Snowflake is a powerful tool, which makes creating data models very easy and convenient – with the speed of distributed computing on the cloud. A common mistake engineers do is using the tool as they ‘think’ it should work instead of how the tool was ‘intended to be used.
Role based access control
Snowflake makes managing user access easy and slick – an individual if assigned multiple roles can switch between them fairly easily. Also resources created with one role cannot be accessed by another – unless it’s a higher role which through RBAC inheritance can access those resources.
TIP – It helps to remember the five pre-defined RBAC roles and how they are related.
Using the right role
While creating data assets or components to be used within those assets, you will be able to access them only if working with that role – or a higher role with custodian oversight.
TIP – Ensure while creating or using data assets you are working with the right role
During initial exploration of your data asset, you most probably will have to ingest semi-structured data to do some data profiling or analysis. While the wizard for loading data in tables is quite easy, I prefer to use code wherever possible.
Creating File Format
-- Create file format to ingest semi-structured data -- Remember to execute using the right user role! CREATE FILE FORMAT dbNAme.schemaName.tableName TYPE = 'JSON' COMPRESSION = 'AUTO' ENABLE_OCTAL = FALSE ALLOW_DUPLICATE = FALSE STRIP_OUTER_ARRAY = TRUE STRIP_NULL_VALUES = FALSE IGNORE_UTF8_ERRORS = FALSE;
Working with JSON files
It’s often a good practice to ingest raw data as it is, and then cleanse and curate in subsequent steps of your pipeline. But looking at raw data in one column can be tricky – a neat way to visualize it:
SELECT column_name:"key_name":: AS col_name_to_display, col_1:"key_1"::STRING AS first_column, col_1:"key_2"::STRING AS second_column FROM table_name;
To flatten semi-structured data is quite easy as well, helps in visualizing what the data may look like before going ahead and creating all those tables.

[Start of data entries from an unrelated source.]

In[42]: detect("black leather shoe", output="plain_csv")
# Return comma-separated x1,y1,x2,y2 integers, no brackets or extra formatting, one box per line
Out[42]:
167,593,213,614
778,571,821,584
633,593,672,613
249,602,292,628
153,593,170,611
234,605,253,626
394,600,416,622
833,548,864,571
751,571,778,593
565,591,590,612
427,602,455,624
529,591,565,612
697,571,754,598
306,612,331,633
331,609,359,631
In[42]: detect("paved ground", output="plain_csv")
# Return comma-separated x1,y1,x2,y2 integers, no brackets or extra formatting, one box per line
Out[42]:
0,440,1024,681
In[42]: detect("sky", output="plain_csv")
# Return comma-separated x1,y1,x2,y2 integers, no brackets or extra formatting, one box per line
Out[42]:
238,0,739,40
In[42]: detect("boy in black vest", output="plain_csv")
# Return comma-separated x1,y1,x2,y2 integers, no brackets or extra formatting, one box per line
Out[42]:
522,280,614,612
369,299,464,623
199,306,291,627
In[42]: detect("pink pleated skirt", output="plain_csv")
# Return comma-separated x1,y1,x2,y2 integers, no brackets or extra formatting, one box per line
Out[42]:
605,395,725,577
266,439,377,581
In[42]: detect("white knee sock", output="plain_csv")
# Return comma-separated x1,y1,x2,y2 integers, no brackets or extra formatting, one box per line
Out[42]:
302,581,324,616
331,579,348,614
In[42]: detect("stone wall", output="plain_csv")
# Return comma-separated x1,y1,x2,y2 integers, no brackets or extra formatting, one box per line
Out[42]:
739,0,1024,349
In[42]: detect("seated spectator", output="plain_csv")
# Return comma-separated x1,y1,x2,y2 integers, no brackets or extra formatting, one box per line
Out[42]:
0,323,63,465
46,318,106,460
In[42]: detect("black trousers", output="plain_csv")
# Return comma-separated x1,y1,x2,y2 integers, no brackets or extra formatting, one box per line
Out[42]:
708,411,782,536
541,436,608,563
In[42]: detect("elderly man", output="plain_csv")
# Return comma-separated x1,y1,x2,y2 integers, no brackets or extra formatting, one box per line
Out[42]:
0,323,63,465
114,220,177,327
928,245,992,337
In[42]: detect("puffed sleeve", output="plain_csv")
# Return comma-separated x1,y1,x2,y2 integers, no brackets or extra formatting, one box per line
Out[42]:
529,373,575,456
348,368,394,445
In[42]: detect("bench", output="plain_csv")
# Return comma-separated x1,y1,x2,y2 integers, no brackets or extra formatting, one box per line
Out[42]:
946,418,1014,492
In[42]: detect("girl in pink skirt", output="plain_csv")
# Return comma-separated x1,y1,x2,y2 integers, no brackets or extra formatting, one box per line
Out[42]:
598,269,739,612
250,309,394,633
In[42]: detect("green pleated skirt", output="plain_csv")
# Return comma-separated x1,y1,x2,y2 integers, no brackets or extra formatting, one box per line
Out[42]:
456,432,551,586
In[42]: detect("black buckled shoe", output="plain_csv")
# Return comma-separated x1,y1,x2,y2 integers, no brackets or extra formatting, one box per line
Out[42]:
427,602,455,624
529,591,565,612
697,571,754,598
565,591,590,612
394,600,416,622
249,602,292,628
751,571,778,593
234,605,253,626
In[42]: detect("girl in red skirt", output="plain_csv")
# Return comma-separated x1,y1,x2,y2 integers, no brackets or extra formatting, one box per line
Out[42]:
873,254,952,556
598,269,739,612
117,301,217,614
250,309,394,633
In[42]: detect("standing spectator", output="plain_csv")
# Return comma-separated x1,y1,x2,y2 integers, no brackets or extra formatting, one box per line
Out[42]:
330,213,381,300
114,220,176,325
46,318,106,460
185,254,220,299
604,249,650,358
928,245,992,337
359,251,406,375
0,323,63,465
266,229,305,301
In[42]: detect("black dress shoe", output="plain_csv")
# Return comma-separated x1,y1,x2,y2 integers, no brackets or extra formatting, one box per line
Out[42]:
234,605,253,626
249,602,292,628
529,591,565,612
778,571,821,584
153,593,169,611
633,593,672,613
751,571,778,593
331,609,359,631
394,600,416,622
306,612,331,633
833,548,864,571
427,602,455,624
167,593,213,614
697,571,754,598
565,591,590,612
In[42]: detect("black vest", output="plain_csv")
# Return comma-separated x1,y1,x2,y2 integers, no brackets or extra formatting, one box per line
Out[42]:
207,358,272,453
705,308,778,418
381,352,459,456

SELECT value:key_1::VARCHAR AS First_Column, value:key_2::VARCHAR AS Second_Column FROM table_name, LATERAL FLATTEN(input => column_name:root_key);
You might want to cast a value from some key/value pairs as well and display them nicely in the results:
SELECT column_name:key_name:nested_key_name AS col_display, column_name:key_name AS col_display, value:nested_key_name::VARCHAR AS HASHTAG_TEXT --casting to varchar FROM table_name, LATERAL FLATTEN (input => column_name:key_name:nested_key_name);
After all this is done – you’d want to create a view from this for users to be able to read raw data
create or replace view database_name.schema_name.table_name as( SELECT column_name:key_name:nested_key_name AS col_display, column_name:key_name AS col_display, value:nested_key_name::VARCHAR AS HASHTAG_TEXT --casting to varchar FROM table_name, LATERAL FLATTEN (input => column_name:key_name:nested_key_name); );